Our industry throws around terms such as ‘marketing’ and ‘digital’ and ‘communications’ with abandon that is truly reckless. Let’s be more precise to be more effective.
A few weeks before Cannes Lions (and all of the controversy there), Google made a major statement that was surprisingly unnoticed by most of the marketing world: “the end of digital marketing is here.”
Marie Gulin-Merle, chief marketing officer for Calvin Klein and chief digital officer of parent company PVH, said in an interview with Think With Google editor-in-chief Bethany Poole that “it’s misleading or very duplicative to talk about traditional marketing and digital marketing.”
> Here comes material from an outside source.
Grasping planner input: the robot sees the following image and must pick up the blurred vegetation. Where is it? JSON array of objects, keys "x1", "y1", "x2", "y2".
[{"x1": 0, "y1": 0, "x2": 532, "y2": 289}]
“Consumers really don’t act that way. You research online. You buy offline. You have your mobile with you. The consumption of videos, the search behaviour — all of this is present throughout the journey. [Separating traditional and digital marketing] creates silos within companies.”
At first, it might seem surprising for Google to promote such an idea. Surely, the company would want to encourage ‘digital marketing’ and persuade marketers to spend less on TV, radio, outdoor and print and more on its advertising products?
But read Gulin-Merle’s quote again. Everything she mentions is something that benefits Google. Search stores your user queries and targets you with ads. Online video platforms know what you watch. Smartphones — especially Google’s Android — collect a lot of your personal information.
So, Google’s goal is not exactly to break down any wall between ‘traditional’ and ‘digital’ marcom. Rather, the company seemingly wants trackable digital technology to infuse — some might say ‘invade’ — the rest of the ad industry.
But just because Google is self-serving does not mean they are wrong on the larger point.